CORTE SUPREMA DE JUSTICIA República de Colombia Corte Suprema de Justicia Radicación n° 35666 CORTE SUPREMA DE JUSTICIA SALA DE CASACIÓN LABORAL CARLOS ERNESTO MOLINA MONSALVE Magistrado Ponente STL3326-2014 Radicación n° 35666 Acta n° 8 Bogotá, D.C., doce (12) de marzo de dos mil catorce (2014). Procede la Corte a resolver la primera instancia en la acción de tutela instaurada por la apoderada de LUZ MARLENY DEL SOCORRO ISAZA DE ARIAS, quien actúa en calidad de curadora de Sebastián Arias Arias, contra la SALA LABORAL DEL TRIBUNAL SUPERIOR DE MEDELLÍN. I.
ANTECEDENTES Adujo la actora que como curadora general de su nieto, Sebastián Arias Arias, le solicitó a Porvenir S.A., el reconocimiento y pago de la pensión de sobrevivientes a favor del menor, en calidad de beneficiario de su progenitora; que el 7 de enero de 2011, la Administradora de Fondos de Pensiones, negó la solicitud, porque no cumplía con el requisito de fidelidad establecido en la L.797/03 art. 12; que el 6 de mayo de 2013, reiteró la solicitud pero fue denegada con el mismo argumento.

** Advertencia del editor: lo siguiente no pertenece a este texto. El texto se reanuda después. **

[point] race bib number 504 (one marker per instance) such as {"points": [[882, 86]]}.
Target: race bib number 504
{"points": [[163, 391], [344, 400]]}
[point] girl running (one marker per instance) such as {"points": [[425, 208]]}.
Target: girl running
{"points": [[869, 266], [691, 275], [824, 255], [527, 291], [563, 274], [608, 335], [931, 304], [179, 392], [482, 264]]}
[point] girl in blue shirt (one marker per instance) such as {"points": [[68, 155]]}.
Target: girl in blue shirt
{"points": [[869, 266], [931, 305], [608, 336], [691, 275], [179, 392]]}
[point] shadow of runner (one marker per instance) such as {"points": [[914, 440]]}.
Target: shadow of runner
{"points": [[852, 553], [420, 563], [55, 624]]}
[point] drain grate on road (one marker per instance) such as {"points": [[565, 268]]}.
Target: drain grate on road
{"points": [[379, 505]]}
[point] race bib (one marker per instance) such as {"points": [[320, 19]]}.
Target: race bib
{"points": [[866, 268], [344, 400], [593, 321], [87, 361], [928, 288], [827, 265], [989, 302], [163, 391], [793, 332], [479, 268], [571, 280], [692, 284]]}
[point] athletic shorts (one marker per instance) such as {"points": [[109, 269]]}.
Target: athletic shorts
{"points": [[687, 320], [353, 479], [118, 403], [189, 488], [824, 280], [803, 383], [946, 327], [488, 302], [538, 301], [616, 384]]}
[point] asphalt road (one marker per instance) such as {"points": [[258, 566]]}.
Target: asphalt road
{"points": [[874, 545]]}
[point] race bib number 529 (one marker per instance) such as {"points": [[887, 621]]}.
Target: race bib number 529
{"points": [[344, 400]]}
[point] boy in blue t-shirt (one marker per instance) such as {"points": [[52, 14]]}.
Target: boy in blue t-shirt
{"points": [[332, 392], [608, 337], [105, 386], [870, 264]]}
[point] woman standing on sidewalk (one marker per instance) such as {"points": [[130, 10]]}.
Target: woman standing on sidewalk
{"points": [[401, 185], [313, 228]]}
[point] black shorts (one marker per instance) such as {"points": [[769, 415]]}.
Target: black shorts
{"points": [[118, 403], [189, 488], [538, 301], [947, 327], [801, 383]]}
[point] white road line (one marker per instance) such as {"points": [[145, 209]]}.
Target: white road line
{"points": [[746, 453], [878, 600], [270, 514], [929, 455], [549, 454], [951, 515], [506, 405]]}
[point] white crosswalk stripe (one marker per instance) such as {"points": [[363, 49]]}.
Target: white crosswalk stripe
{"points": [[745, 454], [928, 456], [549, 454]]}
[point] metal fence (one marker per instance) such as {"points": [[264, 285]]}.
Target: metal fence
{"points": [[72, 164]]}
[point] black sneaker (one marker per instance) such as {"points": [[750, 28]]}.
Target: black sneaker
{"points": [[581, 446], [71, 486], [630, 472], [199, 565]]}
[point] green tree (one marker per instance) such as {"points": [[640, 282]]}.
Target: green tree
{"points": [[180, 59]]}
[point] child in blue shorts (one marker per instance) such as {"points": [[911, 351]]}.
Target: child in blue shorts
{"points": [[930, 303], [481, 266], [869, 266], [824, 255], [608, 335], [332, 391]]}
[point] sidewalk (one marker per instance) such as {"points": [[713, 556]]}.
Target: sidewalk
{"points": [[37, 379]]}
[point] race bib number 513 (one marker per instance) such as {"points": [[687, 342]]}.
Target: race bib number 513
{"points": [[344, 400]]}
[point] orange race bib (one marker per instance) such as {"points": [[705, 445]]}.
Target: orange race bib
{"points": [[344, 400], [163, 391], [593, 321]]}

Que dado lo anterior, promovió proceso ordinario laboral, en el que el Juzgado Séptimo Laboral del Circuito de Medellín, mediante sentencia del 9 de octubre de 2013, condenó a la demandada al pago de la pensión de sobrevivientes a favor del menor en forma retroactiva, y al pago de los intereses de que trata la L. 100/93 art 141, a partir del 8 de marzo de 2011; que la demandada recurrió la decisión y la Sala Laboral del Tribunal Superior de esa ciudad, por proveído del 23 de enero de 2014, confirmó lo relacionado con el pago de la pensión de sobrevivientes, pero revocó la condena al pago de intereses moratorios; que para ello estimó que « estos no son una sanción que opera de manera automática sino que debe revisarse las condiciones bajo las cuales la entidad denegó el derecho pretendido ».
Añadió que para la época del fallecimiento de la progenitora del beneficiario -17 de agosto de 2008 « no se había declarado la inexequibilidad del requisito de fidelidad exigido por el art.12 de la Ley 797 de 2003, en consecuencia al no acreditarse el cumplimiento de tal requisito resultaba lógico que la entidad negara la pensión de sobrevivientes reclamada, estando entonces la decisión de la accionada revestida de legalidad … ».
Que el Tribunal no tuvo en cuenta que la solicitud pensional se formuló a Porvenir, varios años después de haberse expulsado de la vida jurídica el requisito de fidelidad alegado y no en la fecha del fallecimiento de Elizabeth Arias Isaza, como lo quiere hacer ver el Tribunal. Añadió que los intereses moratorios no están concebidos como una sanción o indemnización, por lo que su imposición no exige un análisis de buena fe de la demandada, dado que se causan sobre la base de la mora o tardanza en el pago de la pensión. Que el recurso de casación que interpuso le fue denegado por cuantía, por lo que no le es posible sustentar ante la Corte « el error en la sentencia del Tribunal, atacándola por vía directa en la modalidad de errónea interpretación » y no tiene otro medio distinto a esta acción para corregir el defecto.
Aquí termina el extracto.